O volume dessas plataformas de gelo diminuiu em mais de 35% desde 1978, de acordo com um estudo separado. publicado terça-feira na Nature Communications. A maior parte do gelo derrete no fundo, à medida que o oceano sob as plataformas flutuantes aquece. Três plataformas de gelo no norte da Gronelândia já ruíram quase totalmente, tudo nos últimos 20 anos. Após um desses colapsos, a perda de gelo da geleira atrás da plataforma mais que dobrou.
“É como remover tijolos de uma barragem de gelo”, disse Romain Millan, glaciologista da Université Grenoble Alpes, em França, e principal autor do artigo.
A pesquisa publicada esta semana baseia-se no trabalho de Anders Bjork, professor assistente de geografia na Universidade de Copenhague e coautor de ambos os artigos. Ele viaja para a Groenlândia desde 2006 e disse que as evidências do encolhimento das geleiras eram claramente visíveis em toda a paisagem.
“As geleiras estão recuando, mas também estão diminuindo”, disse ele. “Não é só que você tem que caminhar mais para chegar ao gelo, mas também porque as montanhas estão aparecendo de repente.” À medida que o gelo recua da costa da Gronelândia, novas ilhas também surgem nos fiordes.
Apesar destes sinais anedóticos, só recentemente os cientistas conseguiram medir a rapidez com que o gelo está a desaparecer, graças a observações panorâmicas mais abrangentes proporcionadas por satélites e a fotografias de arquivo recentemente descobertas. Cerca de 15 anos atrás, o Dr. Bork e seus colegas encontraram um estoque de cerca de 200.000 fotos históricas tiradas por pilotos dinamarqueses durante expedições de mapeamento do início do século 20 na Groenlândia.
“As pessoas esqueceram que eles existiam”, disse ele. As imagens fornecem dados inestimáveis de décadas antes do início das observações por satélite, permitindo aos investigadores acompanhar as mudanças na cobertura de gelo mais atrás no tempo.

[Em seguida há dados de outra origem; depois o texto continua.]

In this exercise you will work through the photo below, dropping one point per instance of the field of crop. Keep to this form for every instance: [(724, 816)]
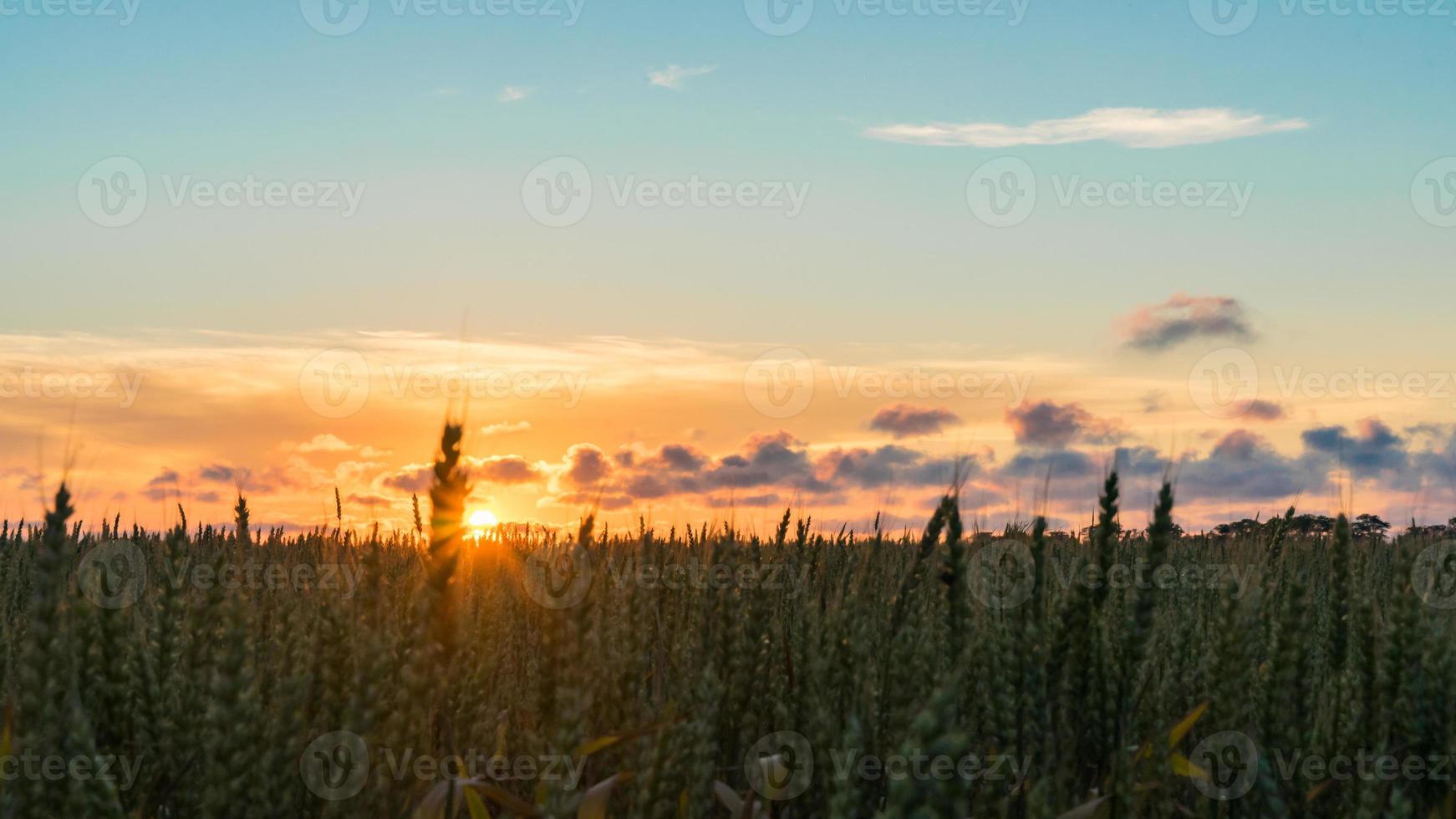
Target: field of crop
[(226, 673)]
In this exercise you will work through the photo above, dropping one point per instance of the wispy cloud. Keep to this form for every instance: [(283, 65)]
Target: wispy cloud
[(1132, 127), (673, 76)]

Outros glaciologistas fizeram estudos semelhantes recentemente usando fotos históricas de Svalbard e da Suíça.
A tendência consistente em tantos glaciares estudados nesta nova investigação mostra fortes evidências de que as alterações climáticas globais estão a causar o seu desaparecimento, em oposição a um curto prazo e a uma maior variabilidade natural local, disse Ginny Catania, professora de Ciências da Terra e Planetárias na Universidade de Texas, em Austin, que não esteve envolvido em nenhum dos estudos.
“Não há outra forma de explicar o recuo coincidente de centenas de glaciares”, disse ela. “Quando todos estão fazendo isso, isso é notável.”
Compreender estas mudanças passadas pode ajudar os cientistas do clima a prever melhor o futuro.
Ambos os novos artigos desta semana são muito promissores para melhorar a compreensão das pessoas sobre o futuro aumento do nível do mar, disse Twila Moon, vice-cientista-chefe do Centro Nacional de Dados de Neve e Gelo da Universidade do Colorado Boulder, que não esteve envolvido em nenhum dos estudos. Os investigadores ainda precisariam de tomar algumas medidas intermédias para incorporar estas descobertas nos modelos climáticos e nos orçamentos para a subida do nível do mar, disse a Dra. Moon, pelo que ela espera que o processo demore algum tempo.
O último relatório do Painel Intergovernamental sobre Mudanças Climáticas projeta que, até 2050, o nível médio global do mar provavelmente aumentará de 7 a 9 polegadas, ou 18 a 23 centímetros. Em 2100, provavelmente aumentarão mais de trinta centímetros ou até mais de sessenta centímetros. O comportamento das plataformas de gelo é uma das maiores incertezas que complica atualmente estas estimativas.
Estes dois estudos em conjunto destacam que mesmo os glaciares mais a norte do mundo estão a derreter rapidamente e que as plataformas de gelo próximas deles são vulneráveis ao colapso, disse o Dr. Bjork. “Está muito claro agora que os glaciares grandes e pequenos, desde o glaciar mais pequeno até ao manto de gelo, entraram numa nova fase.”